I got to know Gabi, Costis and Ijaz during our sporadic meetings over the months that followed. Once at Habibi shisha bar for Marti’s birthday and at Gabi’s marvelous wedding. I really, really liked them. I trusted them and I liked them and they wanted to work together. But still, there was no real work needed yet.
Finally Gabi hit me up again this February or so to let me know that the app was almost ready and footprints needed to be written.
It was perfect timing as I was really hungry to manifest my passions professionally by this point. I heard them out and told them I’d write as many footprints as I could once I got back from a ski trip in Georgia during the middle of march. Launch was mid April so I had one month.
But what the hell was a footprint?
I didn’t really know. So I had to discover it myself. And what I discovered was that a footprint was a lens into the city I had fallen in love with.

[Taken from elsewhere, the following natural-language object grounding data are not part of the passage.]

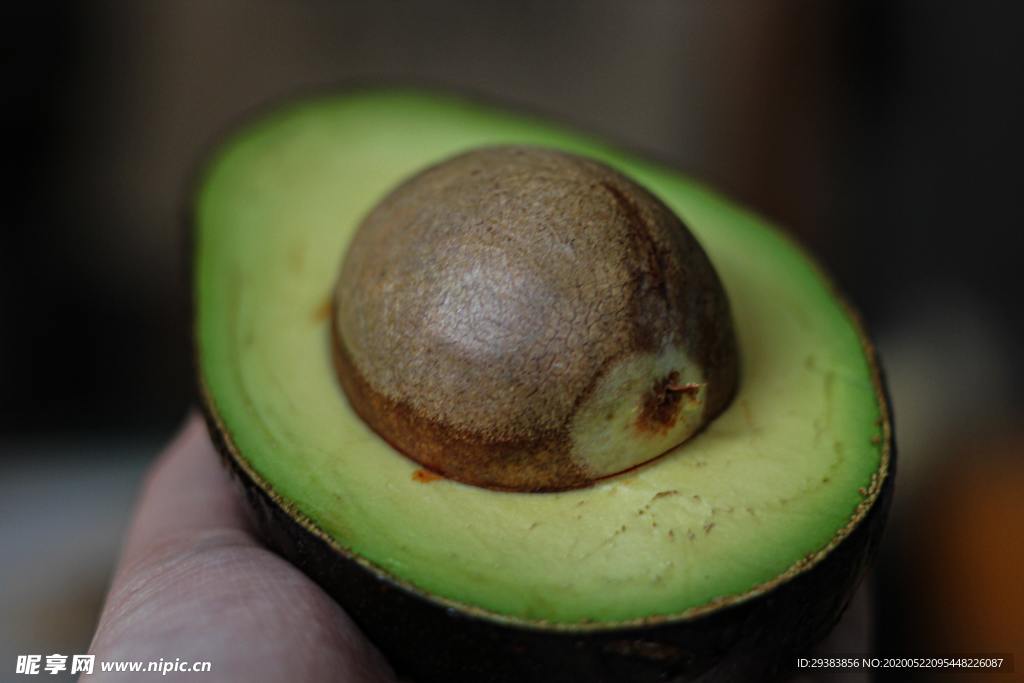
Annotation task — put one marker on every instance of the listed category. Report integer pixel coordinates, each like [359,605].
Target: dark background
[886,135]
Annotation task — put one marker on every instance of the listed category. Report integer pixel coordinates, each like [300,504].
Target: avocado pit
[523,318]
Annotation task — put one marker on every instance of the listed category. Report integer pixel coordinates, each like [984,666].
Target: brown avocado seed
[524,318]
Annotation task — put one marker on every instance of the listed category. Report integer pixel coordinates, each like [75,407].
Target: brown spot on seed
[426,476]
[662,403]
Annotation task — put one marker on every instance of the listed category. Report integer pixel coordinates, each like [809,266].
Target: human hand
[196,584]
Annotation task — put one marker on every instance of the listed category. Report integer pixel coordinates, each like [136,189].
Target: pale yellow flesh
[773,479]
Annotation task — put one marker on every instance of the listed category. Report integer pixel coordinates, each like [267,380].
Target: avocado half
[721,560]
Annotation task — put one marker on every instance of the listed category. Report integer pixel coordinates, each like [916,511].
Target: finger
[187,495]
[195,585]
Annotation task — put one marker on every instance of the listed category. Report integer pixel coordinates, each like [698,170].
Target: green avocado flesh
[764,492]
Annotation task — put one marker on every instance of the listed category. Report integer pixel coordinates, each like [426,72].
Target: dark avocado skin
[430,642]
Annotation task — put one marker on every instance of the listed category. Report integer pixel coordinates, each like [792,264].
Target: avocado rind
[430,642]
[742,636]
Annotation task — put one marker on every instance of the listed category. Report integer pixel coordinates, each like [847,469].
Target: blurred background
[886,135]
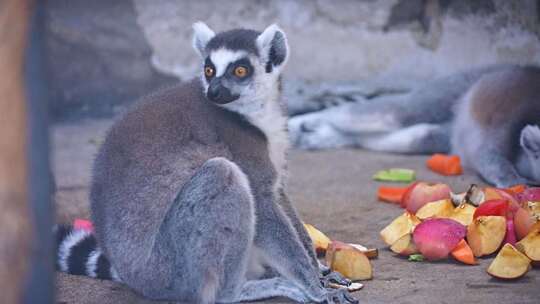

I am speaking here of the footprint as a lens for myself as a creator, but I suppose for those who tread in my prints it offers a lens as well. A lens into the relationship between myself and Budapest, the city I now call home. But more importantly – from a selfish perspective at least – the footprint creation process was a way to focus my passion for this city. To understand and sift through the sand that had swept through my fingers over the past year. Once I had this lens I could see the grains of the city for their individual and particular beauty.
The footprint creation process became a vehicle for the professionalization of my work. It was an inspiration, a spark and a wonderful thing to do. Any creatives out there who are living in Europe and doing some sort of blogging, videography, photography or writing – perhaps a haphazard combination of all of these like myself – would do well to try their hand at footprint creation.